Y a des jours, je suis ravie de ne jamais avoir pris ma carte de militante, je crois que j’aurais fait une petite dépression quand même. Parce qu’autant je déteste Ségolène, je ne porte pas particulièrement Martine dans mon cœur non plus. Quant à Benoît Hamon, ce que j’aime le plus chez lui, ce sont ses yeux et ses couilles quand il va faire un doigt à Yann Barthès sur le plateau du petit journal. J’aime bien Bruno Julliard aussi mais pour les mêmes raisons triviales. Bref, j’en ris, parfois jaune, mais je n’attends plus d’homme ou de femme providentielle pour sortir ce parti de cet espèce de grand guignolisme. Oh, je me rends bien compte que l’herbe n’est pas plus verte ailleurs, je pense que je détesterais aussi être de droite à l’heure actuelle entre sa Sainteté (qui, paraît-il, aurait engrossé la Sainte Nitouche Carla, on n’a pas fini d’en baver si c’est vrai) et ses bouffons parfois assez effrayants avec les Frédéric Lefebvre, le Bernard Koutchner à la veste explosée tant il l’a retournée, Roselyne Bachelot et ses crocs, ses déclarations… Sans parler de Christine Boutin, la Muriel Robin pas drôle de la bande. Le Modem, c’est pas mieux, hein, entre un leader sous-charismatique qui refuse de partager sa lumière et… et personne, ils se sont tous barrés.


Alors on me dira que ce qui compte, ce sont les idées et pas les personnalités. Oui mais alors non. Parce que l’idée d’une Ségolène présidente de la République me file des sueurs froides même si après 2 ans de sarkozysme, plus rien ne devrait m’effrayer tant tout est hallucinant avec lui.
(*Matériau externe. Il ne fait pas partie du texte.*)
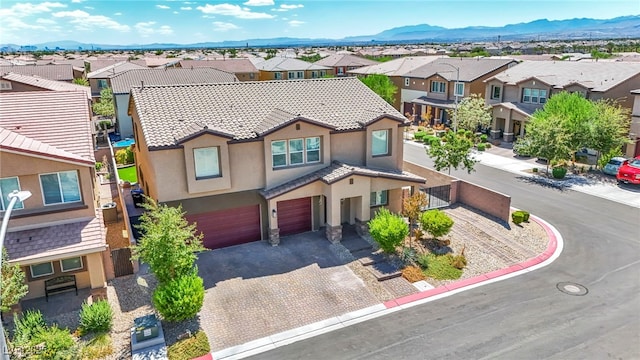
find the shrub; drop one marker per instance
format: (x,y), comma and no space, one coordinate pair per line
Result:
(190,348)
(413,274)
(180,299)
(388,230)
(436,223)
(97,317)
(27,326)
(559,172)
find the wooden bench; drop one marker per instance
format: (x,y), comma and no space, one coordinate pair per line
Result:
(60,284)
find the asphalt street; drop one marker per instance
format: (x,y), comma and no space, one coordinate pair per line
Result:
(525,317)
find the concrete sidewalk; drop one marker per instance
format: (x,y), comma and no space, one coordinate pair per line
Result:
(553,250)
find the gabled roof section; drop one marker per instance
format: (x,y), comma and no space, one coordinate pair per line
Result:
(13,142)
(58,118)
(278,119)
(228,65)
(345,60)
(243,108)
(46,83)
(122,82)
(395,67)
(51,72)
(336,172)
(596,75)
(287,64)
(470,69)
(113,70)
(78,238)
(197,129)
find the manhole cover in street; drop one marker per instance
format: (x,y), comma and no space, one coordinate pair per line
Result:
(572,288)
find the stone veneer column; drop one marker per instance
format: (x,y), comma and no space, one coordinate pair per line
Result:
(362,228)
(274,237)
(334,233)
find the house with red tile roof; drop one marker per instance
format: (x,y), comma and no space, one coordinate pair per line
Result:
(46,148)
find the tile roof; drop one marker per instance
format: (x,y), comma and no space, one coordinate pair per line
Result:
(395,67)
(594,75)
(83,236)
(122,83)
(114,69)
(57,118)
(335,172)
(46,83)
(345,60)
(52,72)
(470,68)
(229,65)
(246,108)
(288,64)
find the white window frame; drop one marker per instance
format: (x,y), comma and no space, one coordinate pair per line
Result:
(44,200)
(493,94)
(33,276)
(197,151)
(387,138)
(74,269)
(458,86)
(5,200)
(379,195)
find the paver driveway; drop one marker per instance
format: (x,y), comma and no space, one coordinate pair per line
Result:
(255,290)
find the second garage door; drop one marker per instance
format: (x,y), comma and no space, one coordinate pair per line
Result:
(294,216)
(228,227)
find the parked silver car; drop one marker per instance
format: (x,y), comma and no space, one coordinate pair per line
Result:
(612,167)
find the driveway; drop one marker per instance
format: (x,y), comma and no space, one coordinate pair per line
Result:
(255,290)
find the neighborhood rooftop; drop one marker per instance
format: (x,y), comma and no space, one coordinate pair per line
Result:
(244,109)
(121,83)
(594,75)
(57,118)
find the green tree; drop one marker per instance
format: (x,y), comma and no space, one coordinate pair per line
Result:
(454,151)
(381,85)
(13,286)
(81,81)
(436,223)
(412,208)
(388,230)
(105,106)
(472,113)
(168,243)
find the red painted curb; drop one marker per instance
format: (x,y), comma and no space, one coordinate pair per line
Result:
(552,246)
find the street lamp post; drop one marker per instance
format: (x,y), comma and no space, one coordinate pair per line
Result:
(13,197)
(455,94)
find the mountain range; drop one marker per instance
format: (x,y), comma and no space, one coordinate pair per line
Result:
(538,30)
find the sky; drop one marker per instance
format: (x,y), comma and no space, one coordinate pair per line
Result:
(127,22)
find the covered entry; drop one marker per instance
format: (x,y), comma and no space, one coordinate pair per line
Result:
(228,227)
(294,216)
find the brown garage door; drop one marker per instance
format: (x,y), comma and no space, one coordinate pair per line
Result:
(228,227)
(294,216)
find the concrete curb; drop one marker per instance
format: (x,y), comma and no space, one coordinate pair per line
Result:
(554,248)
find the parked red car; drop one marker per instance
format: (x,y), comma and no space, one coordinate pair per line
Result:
(630,172)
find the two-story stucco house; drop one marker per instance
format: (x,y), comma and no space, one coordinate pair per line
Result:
(260,160)
(520,90)
(282,68)
(121,85)
(46,148)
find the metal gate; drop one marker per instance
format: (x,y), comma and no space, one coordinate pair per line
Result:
(438,196)
(122,262)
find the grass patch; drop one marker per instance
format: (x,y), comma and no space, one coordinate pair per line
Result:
(187,349)
(439,267)
(98,347)
(128,174)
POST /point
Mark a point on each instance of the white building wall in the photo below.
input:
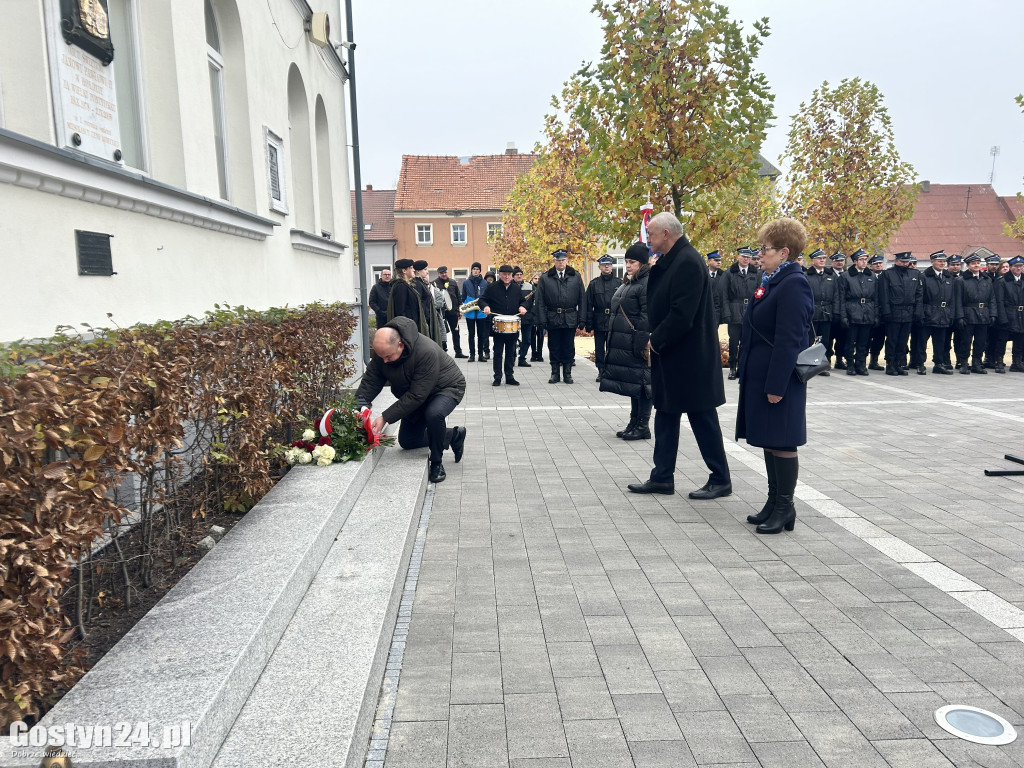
(176, 248)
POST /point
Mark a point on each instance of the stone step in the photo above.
(192, 662)
(315, 699)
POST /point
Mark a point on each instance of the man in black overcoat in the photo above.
(686, 363)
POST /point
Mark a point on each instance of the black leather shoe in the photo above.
(652, 487)
(711, 491)
(458, 443)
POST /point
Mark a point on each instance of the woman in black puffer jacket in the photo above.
(626, 372)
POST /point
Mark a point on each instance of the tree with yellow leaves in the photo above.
(847, 182)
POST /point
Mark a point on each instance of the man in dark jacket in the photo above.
(561, 307)
(900, 304)
(504, 297)
(379, 295)
(742, 281)
(1011, 296)
(978, 310)
(858, 313)
(599, 294)
(825, 285)
(451, 288)
(428, 385)
(939, 312)
(686, 361)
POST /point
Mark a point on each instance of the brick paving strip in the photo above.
(560, 621)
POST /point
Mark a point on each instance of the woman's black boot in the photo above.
(633, 419)
(783, 516)
(641, 430)
(766, 511)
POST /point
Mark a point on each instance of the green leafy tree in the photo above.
(673, 111)
(847, 181)
(1016, 228)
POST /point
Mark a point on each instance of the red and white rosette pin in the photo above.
(325, 423)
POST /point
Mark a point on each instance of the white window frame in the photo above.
(216, 61)
(271, 141)
(465, 231)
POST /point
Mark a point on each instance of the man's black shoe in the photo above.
(711, 491)
(652, 487)
(458, 442)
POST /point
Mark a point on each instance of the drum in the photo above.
(506, 324)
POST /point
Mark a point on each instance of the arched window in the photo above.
(302, 159)
(216, 62)
(324, 168)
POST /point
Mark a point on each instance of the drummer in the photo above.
(502, 302)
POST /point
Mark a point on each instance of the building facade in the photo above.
(449, 210)
(198, 166)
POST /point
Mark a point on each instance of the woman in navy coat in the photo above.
(772, 404)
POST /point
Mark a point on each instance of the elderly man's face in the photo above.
(384, 349)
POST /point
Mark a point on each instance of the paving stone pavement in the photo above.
(559, 621)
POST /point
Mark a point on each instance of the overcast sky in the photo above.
(465, 77)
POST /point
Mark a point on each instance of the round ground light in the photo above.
(975, 725)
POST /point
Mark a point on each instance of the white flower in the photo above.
(325, 454)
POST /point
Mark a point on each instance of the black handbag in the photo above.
(810, 361)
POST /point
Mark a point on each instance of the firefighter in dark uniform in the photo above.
(953, 265)
(878, 265)
(443, 283)
(837, 334)
(561, 307)
(1011, 296)
(858, 313)
(825, 287)
(939, 313)
(978, 311)
(996, 346)
(741, 281)
(599, 294)
(899, 301)
(504, 296)
(717, 285)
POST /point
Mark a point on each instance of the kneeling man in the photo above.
(428, 385)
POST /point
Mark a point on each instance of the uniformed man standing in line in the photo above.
(1011, 297)
(561, 307)
(451, 287)
(953, 265)
(741, 281)
(978, 311)
(837, 332)
(825, 291)
(877, 264)
(996, 340)
(504, 297)
(858, 313)
(899, 301)
(599, 294)
(939, 313)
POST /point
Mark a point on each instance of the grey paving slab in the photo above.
(584, 626)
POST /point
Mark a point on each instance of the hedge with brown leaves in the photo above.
(197, 402)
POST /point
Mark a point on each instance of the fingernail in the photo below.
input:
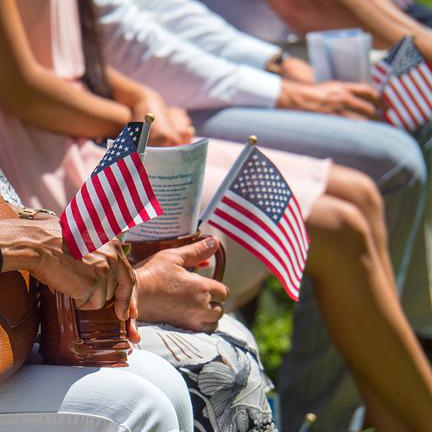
(210, 243)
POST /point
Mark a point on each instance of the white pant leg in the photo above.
(165, 377)
(41, 398)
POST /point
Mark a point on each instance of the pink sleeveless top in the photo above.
(46, 169)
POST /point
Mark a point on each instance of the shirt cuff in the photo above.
(256, 88)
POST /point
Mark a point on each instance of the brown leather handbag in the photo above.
(19, 315)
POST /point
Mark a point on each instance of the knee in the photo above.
(408, 166)
(350, 234)
(122, 397)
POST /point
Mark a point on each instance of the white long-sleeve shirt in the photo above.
(138, 44)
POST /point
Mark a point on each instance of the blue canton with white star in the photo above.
(262, 184)
(125, 144)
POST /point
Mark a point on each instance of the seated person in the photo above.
(59, 164)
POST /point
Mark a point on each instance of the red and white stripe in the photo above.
(110, 202)
(281, 247)
(409, 97)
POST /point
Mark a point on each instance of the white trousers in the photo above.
(148, 396)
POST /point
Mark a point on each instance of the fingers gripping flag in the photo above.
(259, 211)
(116, 197)
(404, 79)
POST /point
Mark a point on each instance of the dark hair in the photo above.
(95, 77)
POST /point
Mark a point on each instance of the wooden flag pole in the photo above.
(252, 141)
(145, 134)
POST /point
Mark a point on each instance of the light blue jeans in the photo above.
(314, 378)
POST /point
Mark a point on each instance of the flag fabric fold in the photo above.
(404, 79)
(258, 210)
(116, 197)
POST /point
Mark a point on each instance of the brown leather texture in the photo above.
(19, 317)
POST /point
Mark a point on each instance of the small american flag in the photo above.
(116, 197)
(259, 211)
(404, 79)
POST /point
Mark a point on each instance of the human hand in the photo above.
(297, 70)
(168, 293)
(38, 246)
(353, 100)
(172, 126)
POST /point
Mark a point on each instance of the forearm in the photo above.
(126, 90)
(211, 33)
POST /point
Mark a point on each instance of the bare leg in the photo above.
(353, 292)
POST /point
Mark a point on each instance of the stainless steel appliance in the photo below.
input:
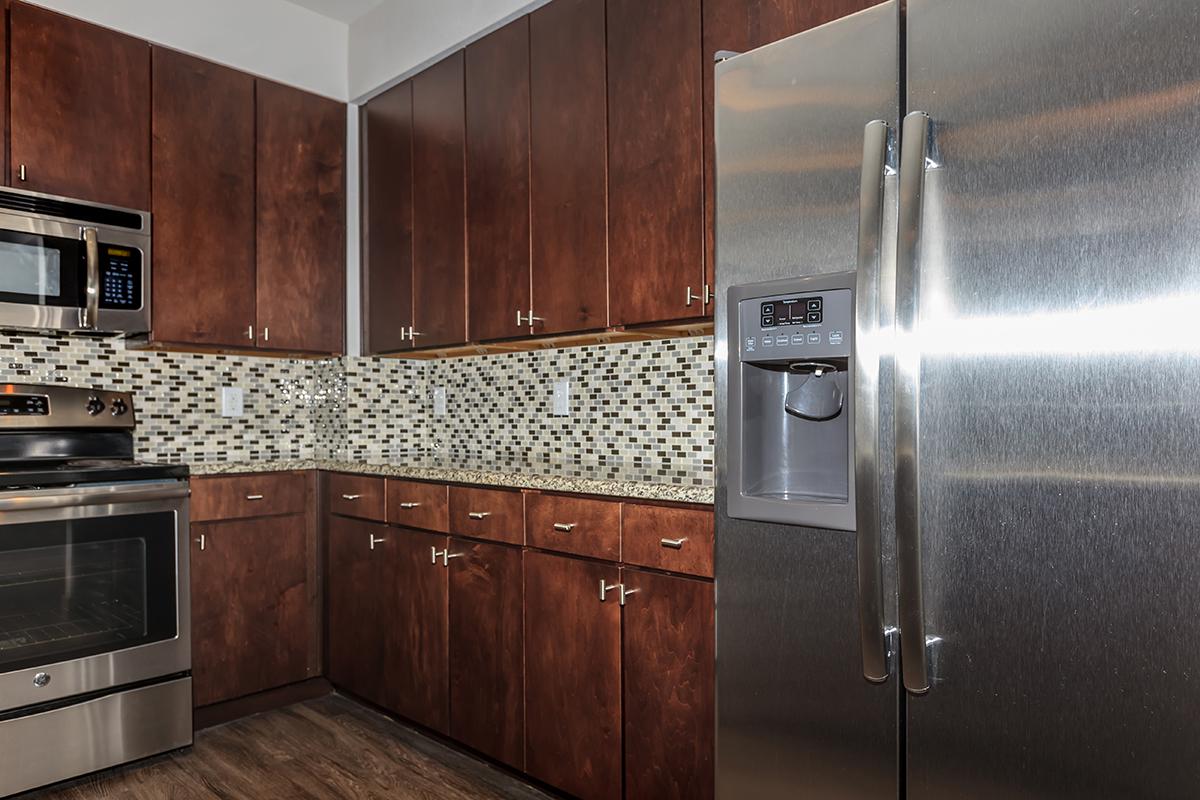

Mais voilà, quand l’ego dépasse la conviction politique (ce qui est le cas de l’immense majorité des politiques), je suis désolée mais je ne suis plus. Le politique se doit être au service de la nation et des citoyens, pas de ses propres ambitions. La PS story me fait marrer, jaune certes, mais je ne peux tout de même pas en pleurer. Mais c’est assez révélateur des ambitions personnelles de toute une classe politique. Le problème du PS, finalement, c’est que Mitterrand avait choisi comme dauphin un mec qui ne voulait surtout pas une trop lourde responsabilité pour problèmes de santé (en 94, Jospin se rêvait ambassadeur pour soigner ses problèmes de thyroïde), dauphin qui a quitté le navire en plein naufrage sans penser à laisser les commandes à un homme de poigne. J’ai beaucoup de sympathie pour François Hollande mais ce n’est pas un leader, juste un bon gestionnaire. Du coup, ça se déchire pour prendre les rênes avec les conséquences que l’on sait. Ca me blase. Au moins, à droite, Nicolas, il n’a pas laissé de place aux autres… Mais après lui, le déluge ?


Bon, j’attends avec impatience le prochain épisode, je sens qu’on va encore rire.